Trotz Unfalls mit VHS-Hilfe zum Arbeitsvertrag

Im Jahr 2000 hatte ich, Marcus Böttcher, mit gerade 20 Jahren meine Ausbildung als Groß- und Außenhandelskaufmann erfolgreich abgeschlossen. Dennoch wurde ich von meiner Ausbildungsfirma wegen der schlechten wirtschaftlichen Lage und dem damit verbundenen Personalabbau nicht übernommen.

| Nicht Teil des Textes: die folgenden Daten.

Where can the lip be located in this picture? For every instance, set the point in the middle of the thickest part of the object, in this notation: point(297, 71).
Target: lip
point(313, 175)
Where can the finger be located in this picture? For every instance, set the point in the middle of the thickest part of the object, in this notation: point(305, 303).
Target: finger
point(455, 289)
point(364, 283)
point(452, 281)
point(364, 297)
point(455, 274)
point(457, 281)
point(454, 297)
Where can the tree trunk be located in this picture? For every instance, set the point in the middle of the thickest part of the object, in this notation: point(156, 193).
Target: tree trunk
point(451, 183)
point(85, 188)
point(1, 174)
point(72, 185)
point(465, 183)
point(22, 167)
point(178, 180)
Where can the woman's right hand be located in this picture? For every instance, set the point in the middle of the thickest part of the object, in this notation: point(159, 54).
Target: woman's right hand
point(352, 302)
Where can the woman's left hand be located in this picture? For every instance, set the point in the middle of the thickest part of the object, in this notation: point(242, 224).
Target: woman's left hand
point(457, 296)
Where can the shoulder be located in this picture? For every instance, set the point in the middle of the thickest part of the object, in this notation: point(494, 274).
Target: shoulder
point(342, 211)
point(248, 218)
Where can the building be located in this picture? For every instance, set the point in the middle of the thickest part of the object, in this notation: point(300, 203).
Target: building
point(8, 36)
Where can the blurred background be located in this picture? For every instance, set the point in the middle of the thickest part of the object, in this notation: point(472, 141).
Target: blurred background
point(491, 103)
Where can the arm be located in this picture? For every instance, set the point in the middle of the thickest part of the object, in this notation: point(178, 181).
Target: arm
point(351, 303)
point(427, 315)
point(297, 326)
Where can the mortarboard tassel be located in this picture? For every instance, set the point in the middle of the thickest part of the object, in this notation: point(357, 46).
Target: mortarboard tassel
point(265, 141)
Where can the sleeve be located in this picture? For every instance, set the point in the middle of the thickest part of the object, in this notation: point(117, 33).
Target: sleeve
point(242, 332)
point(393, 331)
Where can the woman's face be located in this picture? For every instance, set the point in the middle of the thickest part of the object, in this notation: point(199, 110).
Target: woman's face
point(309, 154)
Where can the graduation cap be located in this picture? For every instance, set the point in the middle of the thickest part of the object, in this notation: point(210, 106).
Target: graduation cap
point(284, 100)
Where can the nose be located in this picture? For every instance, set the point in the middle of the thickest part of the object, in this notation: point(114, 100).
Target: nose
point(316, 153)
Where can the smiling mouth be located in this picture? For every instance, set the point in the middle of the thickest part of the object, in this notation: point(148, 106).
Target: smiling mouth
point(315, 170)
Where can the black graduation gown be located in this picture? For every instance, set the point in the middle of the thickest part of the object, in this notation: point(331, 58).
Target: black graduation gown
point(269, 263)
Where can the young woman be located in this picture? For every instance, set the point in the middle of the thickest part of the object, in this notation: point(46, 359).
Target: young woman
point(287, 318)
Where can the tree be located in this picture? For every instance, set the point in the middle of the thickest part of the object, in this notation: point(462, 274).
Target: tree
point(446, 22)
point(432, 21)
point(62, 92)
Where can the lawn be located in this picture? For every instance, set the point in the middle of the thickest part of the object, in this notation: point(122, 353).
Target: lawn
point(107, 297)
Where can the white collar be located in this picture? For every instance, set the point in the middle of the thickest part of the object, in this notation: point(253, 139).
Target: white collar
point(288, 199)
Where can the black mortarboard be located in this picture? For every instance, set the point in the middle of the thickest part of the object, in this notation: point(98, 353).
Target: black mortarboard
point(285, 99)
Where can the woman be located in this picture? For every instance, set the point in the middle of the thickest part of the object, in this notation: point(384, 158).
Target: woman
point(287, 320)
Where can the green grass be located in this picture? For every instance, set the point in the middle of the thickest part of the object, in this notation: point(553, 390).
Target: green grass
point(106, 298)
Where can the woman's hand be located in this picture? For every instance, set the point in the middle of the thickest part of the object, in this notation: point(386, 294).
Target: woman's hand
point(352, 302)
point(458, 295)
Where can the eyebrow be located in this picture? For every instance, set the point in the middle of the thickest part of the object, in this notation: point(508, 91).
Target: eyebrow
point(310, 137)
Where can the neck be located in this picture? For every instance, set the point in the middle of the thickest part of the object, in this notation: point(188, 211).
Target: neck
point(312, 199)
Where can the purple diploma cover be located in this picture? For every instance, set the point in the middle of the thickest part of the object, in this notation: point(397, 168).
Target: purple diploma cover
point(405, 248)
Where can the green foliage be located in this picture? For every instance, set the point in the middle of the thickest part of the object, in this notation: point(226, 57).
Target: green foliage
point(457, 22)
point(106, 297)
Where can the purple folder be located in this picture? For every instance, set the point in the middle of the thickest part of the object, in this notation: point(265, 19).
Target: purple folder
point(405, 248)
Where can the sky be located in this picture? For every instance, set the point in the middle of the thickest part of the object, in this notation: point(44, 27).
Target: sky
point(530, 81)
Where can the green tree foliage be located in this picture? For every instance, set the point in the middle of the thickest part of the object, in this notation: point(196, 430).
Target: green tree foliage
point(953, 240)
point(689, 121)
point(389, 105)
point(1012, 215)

Nun begann für mich eine Zeit der Ungewissheit: Was soll ich nun tun? Schließlich sprach jeder vom schlechten Arbeitsmarkt. Was wollte ich beruflich überhaupt erreichen? Wollte ich wieder ins Büro oder vielleicht die Chance ergreifen und einen ganz anderen Berufsweg einschlagen? Des weiteren wusste ich auch nicht, wann mich der „Bund“ zum Ableisten des Wehrdienstes holt.

Es waren also Fragen über Fragen in meinem Kopf, auf die ich damals keine Antwort fand. Ich verdiente mir mein Geld mit diversen Nebenjobs, wie z.B. Pizza ausfahren, Küchenhilfe, Kurierfahrten und Montagetätigkeiten auf dem Bau.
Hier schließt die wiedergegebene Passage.